Con Antonio Conte non ci sono mezze misure: o lo si ama o lo si odia. E spesso il confine tra i due sentimenti è molto sottile, con le cose che cambiano rapidamente. È quello che trapela anche dalle parole di un calciatore che lo conosce bene come Ashley Young, che ha condiviso con lui lo spogliatoio dell'Inter. Una stagione e mezza per l'ex esterno inglese con il tecnico italiano per capire quanto le storie circolanti sui suoi metodi fossero vere.

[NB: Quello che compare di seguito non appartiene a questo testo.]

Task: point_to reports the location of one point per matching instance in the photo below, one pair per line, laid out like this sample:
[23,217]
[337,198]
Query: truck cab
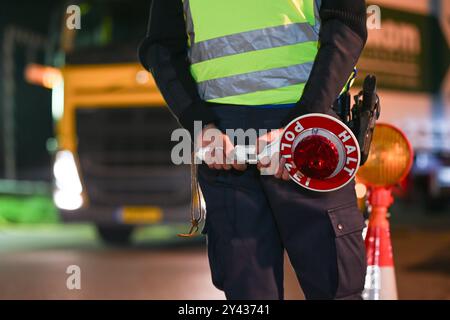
[112,163]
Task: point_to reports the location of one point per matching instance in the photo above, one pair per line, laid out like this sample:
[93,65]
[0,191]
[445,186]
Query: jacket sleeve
[342,38]
[164,53]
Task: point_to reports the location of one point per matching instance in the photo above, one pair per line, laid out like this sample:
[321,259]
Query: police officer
[259,64]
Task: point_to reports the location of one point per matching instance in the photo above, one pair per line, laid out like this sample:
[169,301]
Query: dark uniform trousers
[251,219]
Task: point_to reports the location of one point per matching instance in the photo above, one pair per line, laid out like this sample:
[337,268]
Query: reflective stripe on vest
[252,52]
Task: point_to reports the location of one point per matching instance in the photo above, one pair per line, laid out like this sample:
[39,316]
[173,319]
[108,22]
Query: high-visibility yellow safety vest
[252,52]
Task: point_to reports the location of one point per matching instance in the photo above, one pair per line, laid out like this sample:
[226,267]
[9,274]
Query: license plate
[141,215]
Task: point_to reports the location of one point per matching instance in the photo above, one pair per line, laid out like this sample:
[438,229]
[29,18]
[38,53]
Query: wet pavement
[34,261]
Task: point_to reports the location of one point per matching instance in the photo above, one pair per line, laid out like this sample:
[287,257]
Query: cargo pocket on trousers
[348,223]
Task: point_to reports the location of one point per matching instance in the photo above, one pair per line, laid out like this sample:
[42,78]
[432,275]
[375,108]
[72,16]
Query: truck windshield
[110,31]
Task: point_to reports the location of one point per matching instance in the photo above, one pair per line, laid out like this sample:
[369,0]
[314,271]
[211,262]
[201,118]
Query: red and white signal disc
[337,134]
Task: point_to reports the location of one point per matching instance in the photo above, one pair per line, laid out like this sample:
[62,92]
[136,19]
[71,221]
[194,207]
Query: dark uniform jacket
[164,52]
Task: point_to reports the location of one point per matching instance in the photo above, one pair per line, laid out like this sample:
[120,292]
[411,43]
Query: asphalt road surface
[34,261]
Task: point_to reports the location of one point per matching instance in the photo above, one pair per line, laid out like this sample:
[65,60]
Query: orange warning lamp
[389,162]
[390,158]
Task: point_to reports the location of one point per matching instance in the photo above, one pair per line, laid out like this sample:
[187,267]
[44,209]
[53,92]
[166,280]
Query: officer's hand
[273,165]
[220,149]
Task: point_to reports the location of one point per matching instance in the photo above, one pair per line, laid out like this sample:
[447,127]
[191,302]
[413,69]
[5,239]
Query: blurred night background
[85,171]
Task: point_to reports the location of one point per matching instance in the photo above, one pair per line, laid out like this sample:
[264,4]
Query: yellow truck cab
[112,166]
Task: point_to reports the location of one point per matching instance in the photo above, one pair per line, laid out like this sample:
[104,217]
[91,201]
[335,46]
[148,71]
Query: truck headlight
[68,191]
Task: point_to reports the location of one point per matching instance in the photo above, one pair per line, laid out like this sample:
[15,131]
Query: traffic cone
[380,278]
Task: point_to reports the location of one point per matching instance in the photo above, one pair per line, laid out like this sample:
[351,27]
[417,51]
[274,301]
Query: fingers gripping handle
[243,154]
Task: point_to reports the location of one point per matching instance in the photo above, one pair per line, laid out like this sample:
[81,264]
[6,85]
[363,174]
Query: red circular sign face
[340,137]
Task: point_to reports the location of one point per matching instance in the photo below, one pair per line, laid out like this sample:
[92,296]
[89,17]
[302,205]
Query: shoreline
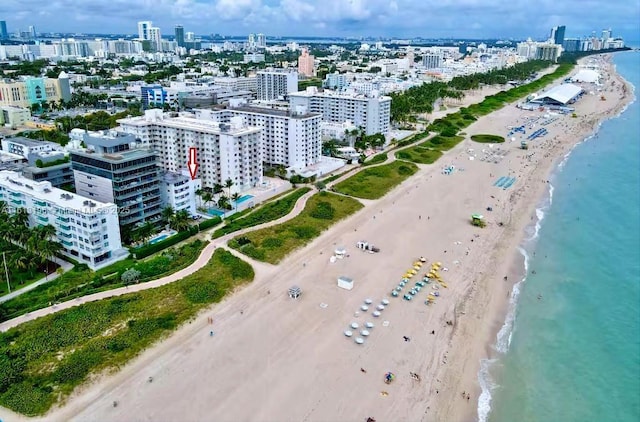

Ashley Young e l'esperienza con Conte all'Inter Già, perché se da un lato c'è il sergente di ferro capace di entrare nella testa dei suoi calciatori portandoli a rendere al meglio, dall'altra il rischio di un esaurimento dell'energia e di una rottura prolungata e insanabile è dietro l'angolo. Ashley Young, nonostante la sua esperienza pregressa tra Watford, Aston Villa e soprattutto Manchester United, dove di certo non si va piano, in Italia ha provato sulle sue gambe l'intensità degli allenamenti di Conte in nerazzurro. Sessioni di corsa infinite, capaci di distruggere chiunque, ma anche di dare una consapevolezza dei propri mezzi importante: "Per me era una follia, ma penso sia proprio questo che mi ha dato la longevità per continuare a giocare fino a 40 anni, l'età a cui sono arrivato prima di decidere di ritirarmi". L'aneddoto con Gasperini I risultati si vedevano subito, e la differenza in campo rispetto agli avversari era evidente al punto che, a metà del secondo tempo, quando gli altri crollavano, i nerazzurri riuscivano ancora ad accelerare: "E c'erano tantissime squadre che venivano a San Siro e, arrivati al 60°, noi prendevamo il volo e loro crollavano". Significativo in particolare l'aneddoto su Gasperini che, in occasione di un match contro la sua Atalanta, formazione nota per il suo ritmo proverbiale, rimase impressionato: "Dopo la partita Gasperini andò persino da Antonio Conte a dirgli: ‘Non so cosa facciate in allenamento, ma voi vi muovete a un ritmo doppio'".